Hoger dan de Dhaulagiri
A highly individual mountain climber who writes highly individual books
Since the fiasco of the first Dutch Everest expedition in 1982 - due partly to bad luck, but primarily to internal rivalry - Bart Vos has opted for the most elementary form of climbing. He climbs alone and with a minimum of equipment and back-up, without resorting to other climbers for help, and without using ropes that may have been left behind by earlier climbers. Solo climbing demands extreme discipline in order to avoid making fatal errors, and great mental strength to cope with the icy loneliness.
In his new book, Hoger dan de Dhaulagiri, Bart Vos returns to the Himalayas. The Dhaulagiri is one of Nepal’s highest peaks, a ‘white tooth’ that Vos conquers with an extremely difficult route of his own devising (‘an imaginary taut line on the mountain wall that will be there long after I’m dead and gone’). Surprisingly, the book starts with the final objective, reaching the top. There his altimeter reads 8,185 metres, almost twenty metres higher than the mountain’s official height.

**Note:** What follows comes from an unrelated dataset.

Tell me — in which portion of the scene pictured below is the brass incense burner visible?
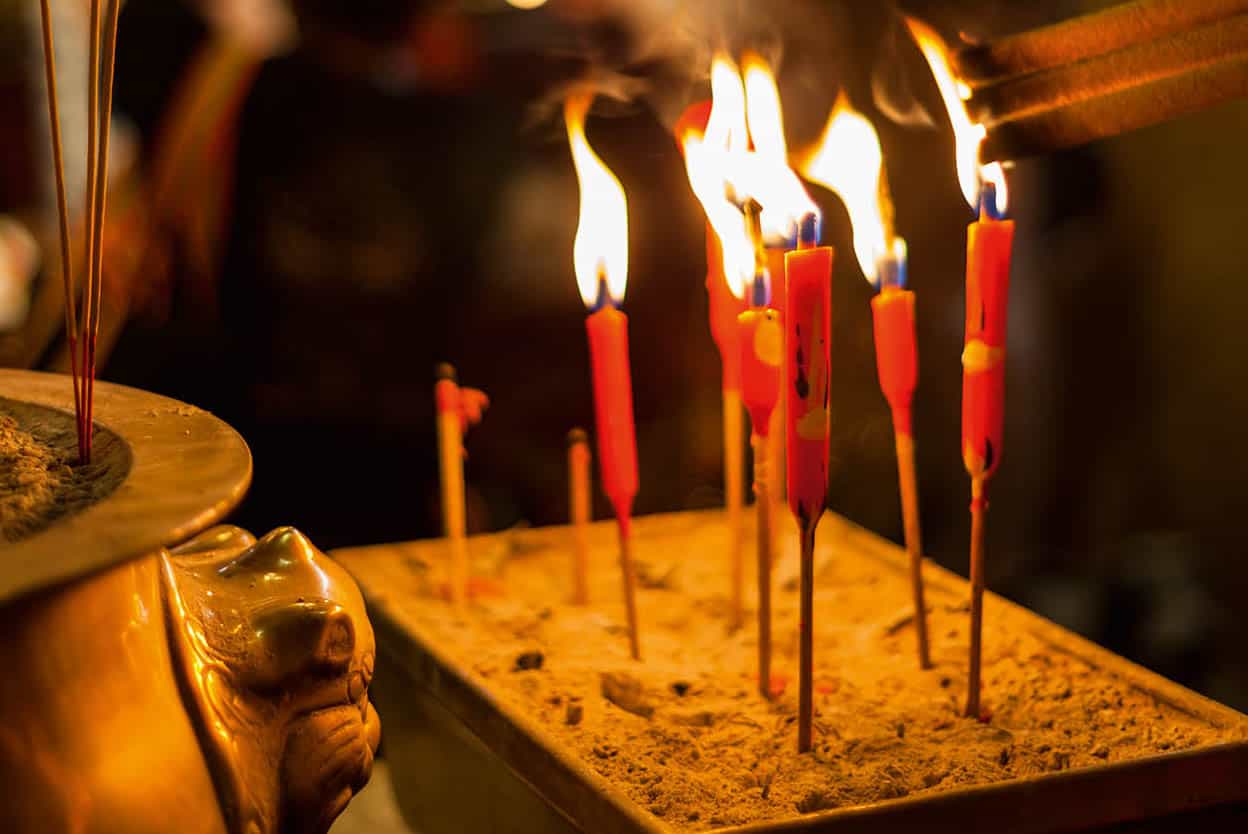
[0,371,379,834]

This success was preceded by failed solo attempts in 1994 and 1995, both of which are described in separate chapters. The first failed because of severe weather. The second failure was almost hilarious: in the final phases, Vos had to deal with an inexperienced female climber from Russia who seriously endangered both their lives by following him. Fifty metres below the peak, he was forced to turn back to help her.
Vos also turns a perceptive eye on the land and peoples of Nepal and Tibet. During his expeditions to the area, he has witnessed their increasing dependence on Western development aid, and has watched tourist organisations and mountaineers take gleeful advantage of the passivity of the local populations. His travels also bring him together with old and new friends, among them the astonishing Tibetan Lobsang, whom Vos lovingly portrays. The Tibetans and Nepalis’ stories form a kaleidoscopic picture of a once-so-idyllic Nepal.